Se encomia su humildad, puesto que reconoce las aportaciones de otros en la escritura de su obra.
Y en ningún momento esas contribuciones empañan su condición de autor. Al contrario, lo confirman como maestro de obra.
Pero si, en lugar de reconocer las innumerables ayudas «sin las cuales este libro no habría podido ver la luz», el segundo autor admite la asistencia de una IA, aunque sea brevemente…
Entonces, de pronto…
«Ya no escribe él».
«Hace trampa».
«Es artificial».
«Ya no es obra de autor, es una producción asistida».
«Es sospechoso».
Es como si la IA cortocircuitara el aura del escritor, que reposa en gran parte sobre el esfuerzo solitario, el genio, la intuición — toda una construcción cultural, no siempre realista.
Un autor «ayudado» por humanos sigue siendo autor.
Pero ayudado por una entidad no humana, se vuelve sospechoso.
¿Por qué este rechazo visceral?
Voy a intentar algunas hipótesis.
Por una parte, el editor, el médico forense, los asesores, los correctores… son personas.
Y en el imaginario colectivo, solo un humano puede legítimamente «ayudar» a otro humano.
Todo lo que sale de ese círculo se percibe como una intrusión.
Aceptamos sin dificultad que un escritor trabaje con asistentes y correctores. Pero sospechamos que la IA transforma el estilo, impone ideas, desliza un pensamiento ajeno.
Aunque no sea así, la sospecha basta para deslegitimar la obra.
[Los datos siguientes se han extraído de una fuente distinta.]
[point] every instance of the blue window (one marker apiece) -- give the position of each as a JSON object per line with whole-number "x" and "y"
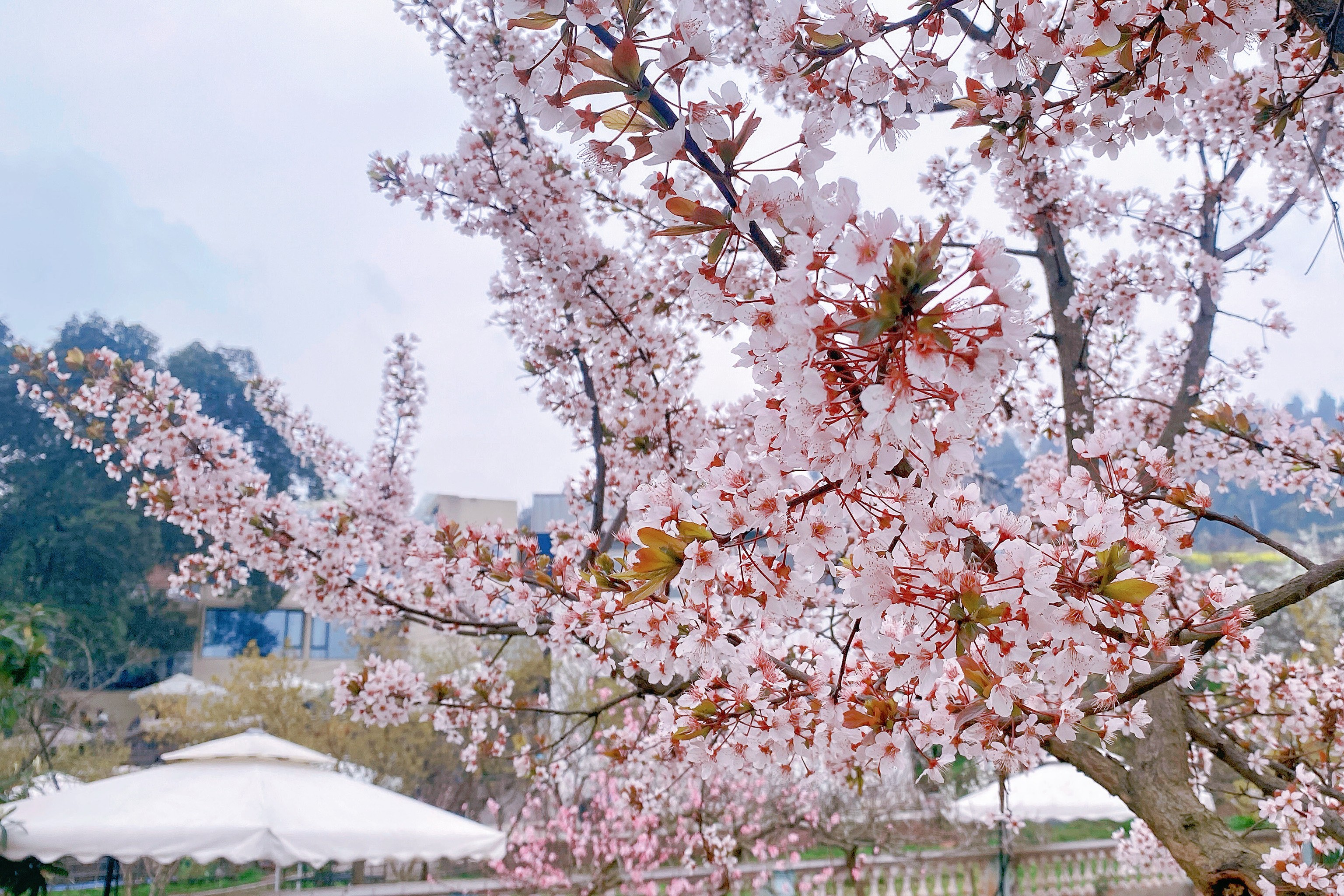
{"x": 331, "y": 643}
{"x": 229, "y": 632}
Y no olvidemos la cuestión del mérito.
Muchos piensan todavía que cuanto más difícil, más meritorio.
La IA parece «facilitar» el trabajo: por lo tanto, le quitaría mérito.
Pero ese juicio niega la dirección humana, la intención, el filtro, la reescritura, el arbitraje final.
Una ignorancia profunda del papel real de la IA en la escritura
El gran público (y muchos editores también) no saben lo que realmente es una IA generativa.
Imaginan un robot guionista, produciendo novelas a pedido, como esas máquinas en las que se introducen trozos de carne informes y de las que salen lindos embutidos, listos para degustar.
A un abogado se le puede pedir información sobre el uso de un fideicomiso, pero no a una IA.
A un médico se le puede preguntar cuánto dura la rigidez cadavérica, pero no a una IA.
Se puede contratar a un corrector ortotipográfico para pulir un manuscrito, pero no a una IA.
¿Por qué?
Si un autor puede agradecer a 43 amigos, a un editor, a un abogado, a un médico, a una correctora, a una prima lingüista, a un bibliotecario…
¿Por qué no podría «agradecer» a una IA, si asume el rol y sigue siendo el único dueño del sentido?
Se es autor mientras se elige, se estructura, se arbitra, se imagina.
El verdadero criterio no es el número ni la naturaleza de los contribuyentes, sino la soberanía del sentido.
«43 amigos correctores: ¡aprobado!; 1 IA correctora: ¡rechazado!».
¿Sobre qué debemos juzgar a un autor: sobre lo que transmite o por la herramienta con la que lo ha cincelado?